Imagine a small software development business with $1M in revenue. It might employ 5 software developers ($150k/yr each – all at 50% effective tax rate in NY) plus legal/accounting/bookkeeping ($25k/yr) and office expenses ($25k/yr), leaving $1M - 5x $150k - $25k - $25k = $200k as business profit or taxable income. The profit flows through to the LLC/S-corp owners, who pay 50% tax over that also. Total taxes (federal + state + local) paid: 50% * (5x $150k + $200k) = $475k.

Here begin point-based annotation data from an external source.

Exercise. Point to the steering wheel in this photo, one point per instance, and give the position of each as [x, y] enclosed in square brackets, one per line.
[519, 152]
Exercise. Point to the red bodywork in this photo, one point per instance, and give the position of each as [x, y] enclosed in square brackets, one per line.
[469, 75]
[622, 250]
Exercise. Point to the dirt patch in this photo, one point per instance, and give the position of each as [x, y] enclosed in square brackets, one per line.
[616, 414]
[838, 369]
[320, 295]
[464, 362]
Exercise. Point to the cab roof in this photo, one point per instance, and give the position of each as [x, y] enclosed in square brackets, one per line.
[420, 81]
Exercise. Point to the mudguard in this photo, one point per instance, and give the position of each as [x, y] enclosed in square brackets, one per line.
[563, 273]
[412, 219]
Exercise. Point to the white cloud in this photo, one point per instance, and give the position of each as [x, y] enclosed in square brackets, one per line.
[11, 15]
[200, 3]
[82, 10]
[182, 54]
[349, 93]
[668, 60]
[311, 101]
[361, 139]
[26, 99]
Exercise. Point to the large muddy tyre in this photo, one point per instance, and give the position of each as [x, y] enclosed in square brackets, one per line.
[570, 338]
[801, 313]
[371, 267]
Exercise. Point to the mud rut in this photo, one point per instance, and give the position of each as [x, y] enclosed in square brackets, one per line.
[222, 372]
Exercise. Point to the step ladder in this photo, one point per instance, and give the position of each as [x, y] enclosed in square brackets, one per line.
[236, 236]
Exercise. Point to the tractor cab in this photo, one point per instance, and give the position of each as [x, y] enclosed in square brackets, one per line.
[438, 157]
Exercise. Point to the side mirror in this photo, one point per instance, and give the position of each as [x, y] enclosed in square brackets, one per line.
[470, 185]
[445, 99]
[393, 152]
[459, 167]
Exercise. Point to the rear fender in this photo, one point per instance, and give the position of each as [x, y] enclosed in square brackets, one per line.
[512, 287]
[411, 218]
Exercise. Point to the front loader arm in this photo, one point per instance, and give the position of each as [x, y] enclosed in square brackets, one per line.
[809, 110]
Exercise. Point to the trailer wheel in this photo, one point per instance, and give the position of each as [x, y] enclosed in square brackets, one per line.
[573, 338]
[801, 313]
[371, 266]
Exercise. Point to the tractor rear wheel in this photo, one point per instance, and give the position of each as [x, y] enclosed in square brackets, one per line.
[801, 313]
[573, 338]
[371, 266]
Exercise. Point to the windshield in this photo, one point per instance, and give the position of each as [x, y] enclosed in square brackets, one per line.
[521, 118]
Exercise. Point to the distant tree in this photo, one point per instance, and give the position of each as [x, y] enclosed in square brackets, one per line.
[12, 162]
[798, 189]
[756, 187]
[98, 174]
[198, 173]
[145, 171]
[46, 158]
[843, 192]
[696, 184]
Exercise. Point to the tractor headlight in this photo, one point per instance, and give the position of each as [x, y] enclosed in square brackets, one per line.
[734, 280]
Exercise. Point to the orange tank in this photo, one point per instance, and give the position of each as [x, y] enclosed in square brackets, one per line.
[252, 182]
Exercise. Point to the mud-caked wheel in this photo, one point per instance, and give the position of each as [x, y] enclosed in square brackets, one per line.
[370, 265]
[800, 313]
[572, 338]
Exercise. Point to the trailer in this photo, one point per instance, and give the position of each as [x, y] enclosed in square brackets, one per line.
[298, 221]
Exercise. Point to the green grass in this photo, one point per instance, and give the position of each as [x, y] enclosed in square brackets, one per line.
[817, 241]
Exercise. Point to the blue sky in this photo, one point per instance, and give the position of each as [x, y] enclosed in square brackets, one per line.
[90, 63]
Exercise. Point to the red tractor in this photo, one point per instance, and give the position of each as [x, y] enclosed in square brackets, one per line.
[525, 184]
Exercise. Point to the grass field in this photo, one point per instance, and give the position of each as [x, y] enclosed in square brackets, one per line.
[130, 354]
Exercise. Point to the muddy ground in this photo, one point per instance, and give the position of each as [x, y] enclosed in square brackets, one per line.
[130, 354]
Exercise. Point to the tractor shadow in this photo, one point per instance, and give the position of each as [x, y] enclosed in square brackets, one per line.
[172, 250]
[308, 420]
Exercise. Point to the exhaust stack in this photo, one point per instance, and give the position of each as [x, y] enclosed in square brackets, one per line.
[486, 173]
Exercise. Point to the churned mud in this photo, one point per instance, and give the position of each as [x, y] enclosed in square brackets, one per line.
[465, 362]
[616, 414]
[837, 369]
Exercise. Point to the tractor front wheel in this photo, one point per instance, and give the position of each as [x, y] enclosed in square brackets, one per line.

Starting 2022, initial-midyear amortizations means it can deduct only 10% of its R&E expenses (including salaries and office), which means the effective taxable income flowing through to the LLC/S-corp owners is now $1M - 10% * (5x $150k + $25k) - $25k = $897.5k, taxed at 50%, resulting in total taxes increasing to 50% * (5x $150k + 897.5k) = $823.75k. Of course, this money doesn’t actually exist, so the business will go broke unless it lays off some of its employees or the owners take out loans (bonus points for today’s high interest rates). This supposedly slowly resolves itself after 5 years, as long as the business doesn’t grow (i.e. hire new employees) and salaries of existing employees don’t go up: a pretty crazy economic policy to encourage innovation. It’s worse if you hire people outside the US, because now the amortization period is 15 years.

Congress should fix this, and there has been some (late, slow) progress in this area. Unfortunately, the media hasn’t caught on. The NYT blasted the proposed legislation as a “corporate giveaway” that “would benefit profitable companies” who “already pay too little in taxes”. The WSJ called it “at best a modest boost to investment incentives”. Maybe these journalists should read Michele Hansen’s tweet, which lists individual stories from small businesses (like mine) who were hurt by this change in tax law: tax increases by 500%, effective tax rates of 500%, hiring freezes, layoffs, loans, debt – and speaking from personal experience: lots of tears.

Dear Congress: small businesses need you – please fix section 174.